TERMS AND CONDITIONS

These Terms and Conditions ("Agreement") govern the provision of marketing services by Castillo Marketing (Castilloshots) ("Agency") to the client identified in the applicable Service Agreement or Proposal ("Client"). By engaging the Agency, the Client agrees to be bound by this Agreement.


1. Definitions

Agency: Castillo Marketing (Castilloshots), its successors and assigns.

Client: The person or entity purchasing services from the Agency.

Services: Lead generation, advertising (including digital, social media and search engine marketing), and related consulting services as set out in the Service Agreement or Proposal.

Retainer: The recurring fee payable by the Client for Services, invoiced monthly or fortnightly in advance.

Commencement Date: The date on which the Agency begins to provide Services.

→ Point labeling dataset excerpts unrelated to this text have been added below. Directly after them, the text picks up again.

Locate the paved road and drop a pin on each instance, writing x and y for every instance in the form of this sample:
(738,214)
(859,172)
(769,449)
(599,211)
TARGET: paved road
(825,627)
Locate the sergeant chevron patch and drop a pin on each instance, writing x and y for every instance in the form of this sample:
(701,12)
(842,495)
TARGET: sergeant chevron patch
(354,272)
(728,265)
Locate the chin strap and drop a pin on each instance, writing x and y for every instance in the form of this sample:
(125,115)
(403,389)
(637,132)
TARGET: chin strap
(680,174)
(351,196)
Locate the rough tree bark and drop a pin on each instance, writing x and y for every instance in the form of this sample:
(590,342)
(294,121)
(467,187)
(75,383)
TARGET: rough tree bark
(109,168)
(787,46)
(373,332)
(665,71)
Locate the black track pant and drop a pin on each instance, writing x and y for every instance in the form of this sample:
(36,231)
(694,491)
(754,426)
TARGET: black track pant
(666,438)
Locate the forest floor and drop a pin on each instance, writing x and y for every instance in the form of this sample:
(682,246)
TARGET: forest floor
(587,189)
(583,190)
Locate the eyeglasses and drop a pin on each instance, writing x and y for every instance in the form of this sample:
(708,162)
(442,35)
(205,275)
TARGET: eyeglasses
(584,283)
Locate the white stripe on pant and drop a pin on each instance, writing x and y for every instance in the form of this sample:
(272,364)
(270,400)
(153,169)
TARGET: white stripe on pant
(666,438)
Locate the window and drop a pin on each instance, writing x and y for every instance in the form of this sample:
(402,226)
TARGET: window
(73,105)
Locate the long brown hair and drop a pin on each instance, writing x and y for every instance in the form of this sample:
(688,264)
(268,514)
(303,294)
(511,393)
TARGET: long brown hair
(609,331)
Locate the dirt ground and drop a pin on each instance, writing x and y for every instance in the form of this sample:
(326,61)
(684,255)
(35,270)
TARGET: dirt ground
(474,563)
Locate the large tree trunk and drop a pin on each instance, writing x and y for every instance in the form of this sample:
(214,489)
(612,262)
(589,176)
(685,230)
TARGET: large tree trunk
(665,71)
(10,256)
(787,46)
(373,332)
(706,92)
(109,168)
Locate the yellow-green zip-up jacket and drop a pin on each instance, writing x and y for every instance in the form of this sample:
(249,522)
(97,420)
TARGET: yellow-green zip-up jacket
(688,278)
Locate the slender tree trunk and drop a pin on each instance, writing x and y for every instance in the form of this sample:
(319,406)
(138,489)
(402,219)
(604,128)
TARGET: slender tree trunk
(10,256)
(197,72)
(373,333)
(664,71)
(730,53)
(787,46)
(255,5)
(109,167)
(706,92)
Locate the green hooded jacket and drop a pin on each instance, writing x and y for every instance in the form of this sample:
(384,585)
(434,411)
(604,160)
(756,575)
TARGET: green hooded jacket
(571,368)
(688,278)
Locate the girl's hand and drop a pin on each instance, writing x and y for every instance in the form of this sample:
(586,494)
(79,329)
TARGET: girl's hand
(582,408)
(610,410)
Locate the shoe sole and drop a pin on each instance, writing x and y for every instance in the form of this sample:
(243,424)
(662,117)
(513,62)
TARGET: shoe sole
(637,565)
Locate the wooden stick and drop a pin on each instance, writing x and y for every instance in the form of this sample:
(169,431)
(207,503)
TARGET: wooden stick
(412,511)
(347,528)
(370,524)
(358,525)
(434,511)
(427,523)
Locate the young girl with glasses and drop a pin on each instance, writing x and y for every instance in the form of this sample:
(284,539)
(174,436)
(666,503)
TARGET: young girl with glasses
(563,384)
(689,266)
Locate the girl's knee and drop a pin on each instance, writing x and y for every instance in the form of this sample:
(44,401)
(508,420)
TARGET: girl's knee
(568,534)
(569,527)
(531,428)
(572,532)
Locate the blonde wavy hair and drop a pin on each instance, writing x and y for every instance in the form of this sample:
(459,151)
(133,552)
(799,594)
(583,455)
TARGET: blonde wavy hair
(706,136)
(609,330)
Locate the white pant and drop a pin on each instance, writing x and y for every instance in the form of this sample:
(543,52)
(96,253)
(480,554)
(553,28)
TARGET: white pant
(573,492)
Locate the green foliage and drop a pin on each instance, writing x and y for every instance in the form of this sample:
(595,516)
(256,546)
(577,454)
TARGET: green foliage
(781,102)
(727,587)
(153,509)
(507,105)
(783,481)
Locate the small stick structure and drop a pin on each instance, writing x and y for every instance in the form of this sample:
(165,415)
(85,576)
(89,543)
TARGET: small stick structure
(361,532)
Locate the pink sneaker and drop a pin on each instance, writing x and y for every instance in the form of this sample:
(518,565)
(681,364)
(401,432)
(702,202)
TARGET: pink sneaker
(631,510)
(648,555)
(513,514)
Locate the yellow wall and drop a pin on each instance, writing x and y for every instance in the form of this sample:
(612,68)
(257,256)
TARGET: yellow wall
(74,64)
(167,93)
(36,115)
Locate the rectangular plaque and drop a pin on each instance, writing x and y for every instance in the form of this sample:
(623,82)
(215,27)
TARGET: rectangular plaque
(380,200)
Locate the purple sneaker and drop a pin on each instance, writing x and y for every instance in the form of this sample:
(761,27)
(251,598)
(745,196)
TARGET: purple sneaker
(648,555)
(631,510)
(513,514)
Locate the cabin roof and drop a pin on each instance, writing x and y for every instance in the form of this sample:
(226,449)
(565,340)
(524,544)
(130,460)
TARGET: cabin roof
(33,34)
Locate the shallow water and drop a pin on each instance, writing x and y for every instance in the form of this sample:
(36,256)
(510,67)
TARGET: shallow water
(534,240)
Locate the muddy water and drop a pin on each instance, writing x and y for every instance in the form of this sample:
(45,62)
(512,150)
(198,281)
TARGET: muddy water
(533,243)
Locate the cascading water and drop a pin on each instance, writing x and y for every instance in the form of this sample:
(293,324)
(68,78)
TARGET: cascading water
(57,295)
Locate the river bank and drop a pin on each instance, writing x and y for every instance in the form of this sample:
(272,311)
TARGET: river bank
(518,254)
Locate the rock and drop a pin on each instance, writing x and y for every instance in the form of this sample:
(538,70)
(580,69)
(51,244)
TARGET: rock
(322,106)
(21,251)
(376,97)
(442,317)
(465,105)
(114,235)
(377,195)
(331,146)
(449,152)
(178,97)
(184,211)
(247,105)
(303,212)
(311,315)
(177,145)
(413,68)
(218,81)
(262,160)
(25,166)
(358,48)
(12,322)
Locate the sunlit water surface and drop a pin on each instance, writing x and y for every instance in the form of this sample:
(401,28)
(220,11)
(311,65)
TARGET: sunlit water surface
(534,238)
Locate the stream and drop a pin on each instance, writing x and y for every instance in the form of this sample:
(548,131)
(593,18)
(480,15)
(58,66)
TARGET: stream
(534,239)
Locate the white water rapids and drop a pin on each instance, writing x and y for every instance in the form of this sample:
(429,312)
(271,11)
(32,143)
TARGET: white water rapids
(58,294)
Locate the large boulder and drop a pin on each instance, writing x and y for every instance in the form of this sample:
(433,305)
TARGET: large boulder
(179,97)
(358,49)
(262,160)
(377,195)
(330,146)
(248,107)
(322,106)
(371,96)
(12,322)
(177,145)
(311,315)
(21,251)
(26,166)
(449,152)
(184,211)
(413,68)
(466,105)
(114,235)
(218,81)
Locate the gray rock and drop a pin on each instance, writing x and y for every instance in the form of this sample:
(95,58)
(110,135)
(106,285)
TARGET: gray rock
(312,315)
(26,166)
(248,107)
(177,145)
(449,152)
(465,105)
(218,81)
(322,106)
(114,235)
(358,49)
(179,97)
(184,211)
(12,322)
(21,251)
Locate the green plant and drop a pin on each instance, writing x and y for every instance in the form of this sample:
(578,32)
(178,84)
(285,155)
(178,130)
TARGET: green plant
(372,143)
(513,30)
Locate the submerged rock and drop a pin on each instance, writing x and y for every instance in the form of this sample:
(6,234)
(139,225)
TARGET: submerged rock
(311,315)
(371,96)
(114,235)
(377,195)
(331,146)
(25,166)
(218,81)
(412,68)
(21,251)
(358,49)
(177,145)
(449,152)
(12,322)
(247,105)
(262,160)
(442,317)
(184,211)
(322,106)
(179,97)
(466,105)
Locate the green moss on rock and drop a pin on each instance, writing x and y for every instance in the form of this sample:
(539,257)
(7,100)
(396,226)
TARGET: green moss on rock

Term: The period from the Commencement Date until termination in accordance with clause 5.


2. Scope of Services

2.1 The Agency will provide the Services described in the Service Agreement or Proposal. Any variation or addition to the Services must be agreed in writing.

2.2 The Agency will use reasonable skill, care and diligence in performing the Services in accordance with industry standards.


3. Fees and Payment

3.1 The Client authorises the Agency to automatically charge the Retainer via Stripe to the Client’s nominated payment method on a monthly or fortnightly basis in advance. A receipt for each payment will be automatically emailed to the Client upon successful processing.

3.2 Invoices are due for payment within 7 days of the invoice date, unless otherwise agreed in writing.

3.3 Late payments may incur interest at a rate of 1.5% per month, calculated daily until payment is made in full.

3.4 The Client is responsible for all out‑of‑pocket expenses reasonably incurred by the Agency in connection with the provision of Services (e.g. advertising spend, third‑party tools), which will be invoiced monthly or as incurred.


4. Cancellation and Termination

4.1 Either party may terminate this Agreement by giving at least 7 days’ written notice to the other party.

4.2 Upon termination:

The Client will pay all outstanding Fees, expenses, and any work in progress through the termination date.

The Agency will provide the Client with any deliverables completed to the date of termination.

4.3 The Agency may immediately suspend Services if the Client:

Fails to pay any amount when due.

Breaches any material term of this Agreement and fails to remedy the breach within 7 days of written notice.


5. Intellectual Property

5.1 The Agency retains ownership of all pre‑existing intellectual property and methodologies.

5.2 Subject to full payment of all Fees, the Agency grants the Client a non‑exclusive, non‑transferable licence to use deliverables produced specifically for the Client.

5.3 The Client warrants that any materials provided to the Agency for use in the Services do not infringe third-party rights.


6. Confidentiality

6.1 Each party agrees to keep confidential all information disclosed by the other party that is marked or reasonably understood to be confidential.

6.2 This clause survives termination of the Agreement.


7. Client Obligations

7.1 The Client agrees to provide all necessary cooperation, access to information, and approvals to enable the Agency to perform the Services promptly.

7.2 Delays caused by the Client may result in adjusted timelines or additional Fees.


8. Warranties and Disclaimers

8.1 The Agency warrants that it will perform Services with reasonable skill and care.

8.2 Except as expressly provided, all other warranties, express or implied (including merchantability or fitness for a particular purpose), are excluded to the fullest extent permitted by law.


9. Limitation of Liability

9.1 To the maximum extent permitted by law, the Agency’s liability for any loss or damage arising in connection with this Agreement shall not exceed the total Fees paid by the Client in the 3 months preceding the claim.

9.2 The Agency is not liable for any consequential, indirect, special or punitive losses.


10. Indemnity

The Client indemnifies the Agency against any loss, liability, damage or expense (including legal fees) arising from:

Any breach of the Client’s warranties or obligations.

Any claims that Client‑provided materials infringe third‑party rights.


11. Privacy and Data Protection

The Agency will handle personal information in accordance with the Privacy Act 1988 (Cth) and the Agency’s Privacy Policy. The Client consents to the Agency collecting, using and disclosing personal data for the purpose of providing Services.


12. Spam Act Compliance

The Agency will comply with the Spam Act 2003 (Cth) when conducting email marketing or electronic messaging. The Client must ensure compliance with applicable laws for content and recipient consent.


13. Governing Law and Jurisdiction

This Agreement is governed by the laws of Victoria, Australia. The parties submit to the non‑exclusive jurisdiction of the courts of Victoria.


14. General Provisions

14.1 Variation: Any variation must be in writing and signed by both parties.

14.2 Assignment: Neither party may assign rights or obligations without the other party’s prior written consent.

14.3 Severability: If any provision is found invalid, the remainder continues in full force.

14.4 Entire Agreement: This Agreement, together with the Service Agreement or Proposal, constitutes the entire agreement between the parties.